The boy is standing right in front of the escalator. He must be about eight years old, maybe seven. His backpack is at least half his size, he’s wearing a Real Madrid shirt, and he’s been paralyzed there, consumed by the fear of having to go down those stairs. His mother, following the flow of people who crammed the airport at that hour, couldn’t wait for him—or maybe she just didn’t want to, perhaps with the aim that we adults have to teach children lessons.

The boy is there, blocking everyone’s way. Some, like the man right in front of me, is concerned and tries to calm him down. Others, further back, start whistling, making subtle guttural sounds of disapproval (it's an airport in England). But the boy doesn’t seem to want to take the step, a little step that will take him down steel staircase, down, down to where his mother is. 15, maybe 20 eternal seconds go by until the man next to me whispers something into his ear, gives him a pat on the back, takes his hand, and together they take that step at the same time.

Once he gets down, the first thing the boy does is hug his mother, sobbing. She, meanwhile, can only look, apologetically, at those coming down the stairs behind her son. The man who helped him take the step tells him, for all to hear, that he has been very brave, that his mother should be proud to have a child like him. But the boy doesn’t seem to hear him. He’s clinging to his mother.

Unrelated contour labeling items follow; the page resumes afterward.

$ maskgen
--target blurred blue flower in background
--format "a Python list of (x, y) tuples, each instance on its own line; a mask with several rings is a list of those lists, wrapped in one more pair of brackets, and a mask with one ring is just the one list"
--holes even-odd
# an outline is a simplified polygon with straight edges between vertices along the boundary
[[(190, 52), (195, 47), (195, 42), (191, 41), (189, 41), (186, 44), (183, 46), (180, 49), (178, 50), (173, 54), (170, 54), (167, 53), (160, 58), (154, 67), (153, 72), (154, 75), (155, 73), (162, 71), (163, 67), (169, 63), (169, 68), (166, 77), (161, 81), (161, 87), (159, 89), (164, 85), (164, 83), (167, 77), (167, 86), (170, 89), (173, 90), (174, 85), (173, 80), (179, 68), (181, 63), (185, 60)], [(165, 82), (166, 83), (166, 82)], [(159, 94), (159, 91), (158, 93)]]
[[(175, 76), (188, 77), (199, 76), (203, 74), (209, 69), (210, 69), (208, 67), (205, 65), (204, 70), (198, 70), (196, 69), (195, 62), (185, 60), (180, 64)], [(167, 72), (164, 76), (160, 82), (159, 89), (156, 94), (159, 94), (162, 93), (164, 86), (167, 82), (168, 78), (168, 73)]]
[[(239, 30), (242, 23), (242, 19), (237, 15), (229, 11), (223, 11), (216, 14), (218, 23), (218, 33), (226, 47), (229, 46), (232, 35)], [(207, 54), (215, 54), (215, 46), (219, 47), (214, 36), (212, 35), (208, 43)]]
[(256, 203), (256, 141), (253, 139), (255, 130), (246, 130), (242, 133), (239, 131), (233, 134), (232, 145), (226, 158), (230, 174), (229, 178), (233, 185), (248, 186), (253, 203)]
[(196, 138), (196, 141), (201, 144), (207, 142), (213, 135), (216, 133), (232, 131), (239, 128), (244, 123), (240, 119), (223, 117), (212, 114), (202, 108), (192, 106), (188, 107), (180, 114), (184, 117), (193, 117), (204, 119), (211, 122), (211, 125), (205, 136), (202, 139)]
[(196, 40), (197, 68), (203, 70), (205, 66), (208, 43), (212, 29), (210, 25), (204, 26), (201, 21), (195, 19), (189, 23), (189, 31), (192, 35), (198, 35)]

Do we understand children? Or, better yet, how much have we forgotten about our own childhoods? Those times when there didn’t seem to be any limits, when we could jump over a wall without first checking to see what was on the other side, those times when we thought of ourselves as immortal.

Sometimes I see kids as Martians—little Martians speaking a language I don’t understand, playing games that seem to be more than games. There are people who even believe that children take advantage of the fact that we adults have forgotten our childhood, and then they do things, they say things, they move things that we used to move. And they laugh behind our backs because they know that we no longer remember what those movements mean.

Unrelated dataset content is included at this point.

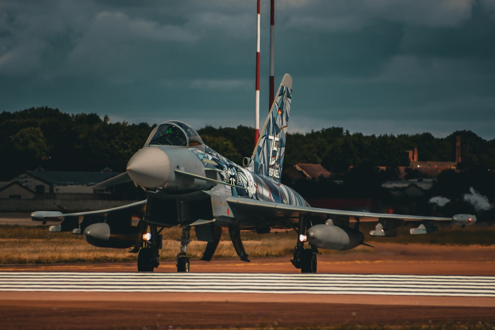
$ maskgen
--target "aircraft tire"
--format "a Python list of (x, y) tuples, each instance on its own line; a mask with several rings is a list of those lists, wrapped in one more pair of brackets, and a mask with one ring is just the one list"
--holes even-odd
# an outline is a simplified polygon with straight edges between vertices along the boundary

La República Luminosa  (Bright Republic), a tremendous book by Andrés Barba. If you haven’t read it yet, stop staring at this screen right now, and run out to buy it. I really don’t know what this has to do with wine. What I do know is that after seeing that little Martian hugging his mother, burying his head in her dress, the first thing that came to my mind was that novel and then something to drink. Of whatever. And those two glasses of cheap Burgundy that tasted like candied cherries and oak ... well. That's what I found.